Notwithstanding the above, I recall that Bradford Council actively supported expansion plans at LBA. Bradford Council didn’t have a duty to consult on this issue, but it would have been good if they had consulted with those who are most affected in Wharfedale – the constituency in which they are standing for election!
Next question vehicle charging points versus aircraft CO2 emissions, need I say more?
Any council in the UK has to meet ambitious climate targets that have been set by government (Conservatives), Bradford is no different.
Most importantly, your Labour Council has the vision and values for our future.
Straight from the pages of Bradford’s policy makers comes:
The 2005 RUDP.
Looking back to 2005’s RUDP and perhaps earlier, I see that many of the policies contained in the Local Plan are those which were introduced between 13 and 16 years ago, perhaps earlier. The following are clearly stated:
- Brownfield viability issues affecting the delivery of significant housing, where they are most needed, has been an ongoing issue for at least 16 years. The issue and vision are recorded in the 2005 RUDP, points 6.18, 7.25 and 7.26.

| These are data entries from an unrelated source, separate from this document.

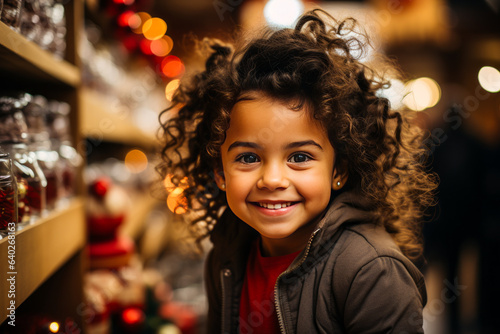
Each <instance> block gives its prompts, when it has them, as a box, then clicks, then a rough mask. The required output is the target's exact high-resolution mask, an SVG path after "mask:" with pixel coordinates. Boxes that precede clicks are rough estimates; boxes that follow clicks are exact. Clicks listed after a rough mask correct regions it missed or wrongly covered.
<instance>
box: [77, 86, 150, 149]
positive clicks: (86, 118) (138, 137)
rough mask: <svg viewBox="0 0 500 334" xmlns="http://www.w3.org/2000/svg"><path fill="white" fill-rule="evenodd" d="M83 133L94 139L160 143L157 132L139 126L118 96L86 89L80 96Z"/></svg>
mask: <svg viewBox="0 0 500 334" xmlns="http://www.w3.org/2000/svg"><path fill="white" fill-rule="evenodd" d="M80 103H81V106H80V109H81V111H82V112H81V114H80V117H81V118H80V124H81V132H82V133H83V135H85V136H86V137H89V138H92V139H93V140H94V141H96V140H97V141H100V140H104V141H112V142H119V143H126V144H130V145H140V146H144V147H151V146H153V145H154V144H155V143H156V142H157V139H156V137H155V133H154V131H152V132H149V133H147V132H146V131H144V130H142V129H141V128H139V127H138V126H137V123H136V122H134V121H133V119H132V118H131V117H130V114H129V112H128V111H127V110H125V111H124V109H123V108H124V107H122V105H121V104H119V102H117V100H116V99H113V98H108V97H106V96H104V95H102V94H100V93H98V92H96V91H92V90H90V89H83V90H82V91H81V97H80Z"/></svg>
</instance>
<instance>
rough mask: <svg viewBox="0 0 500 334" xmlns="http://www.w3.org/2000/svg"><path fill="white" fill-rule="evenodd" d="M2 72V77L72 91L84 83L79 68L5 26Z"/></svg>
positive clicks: (4, 27) (4, 78)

- 2007 saw the introduction of the Local Development Framework (LDF), the ‘2020 Vision,’ as it became known. Contained in its pages at point 2.7 we have, “The District will have a diversified high wage, high skill, knowledge-based economy with particular strengths in cutting edge hi-tech manufacturing and communications, financial and business services, cultural and creative industries, and environmental industries.”
I would like to express my personal concern about the credibility of some policies which re-appear in the Local Plan.
My concern is well founded in that there is insufficient evidence available to support continuing with such policies, and underlying issues remain. There is no measurable evidence of progress, that is no improvement in brownfield viability, or delivery of a highly skilled workforce or knowledge-based economy. Quite the opposite is true.
The district has seen the departure of many financial service companies: the National & Provincial Building Society and Bradford & Bingley have ceased to exist and what remains is much scaled back; and senior roles at the Yorkshire Building Society have been moved into Leeds. UKAR is the last but one financial service company based in Bradford district, however, a recent private equity (London based) takeover at UKAR could jeopardise that position quite quickly.
Is it the Council’s expectation that things will change given more time? If so, why, and how will that be measured?
Fail to plan, plan to fail.
What I am trying to understand is why Council still have the same ‘vision’ for the district. There are identical policy statements in the Local Plan as to earlier strategy documents, which do not appear to have delivered any tangible, positive results.
Council appears to assume that something could change given enough time, however, nothing changes if nothing changes. If the Council’s approach remains the same, then I must question whether any careful consideration has been given to the Local Plan’s content.
If Council persist with this approach (continuing to make the same vision/strategy statements, without quantifying any real progress), then realistically, are Council up to the task at hand and are the public expected to tolerate another 17 years (33 years in total) of inaction?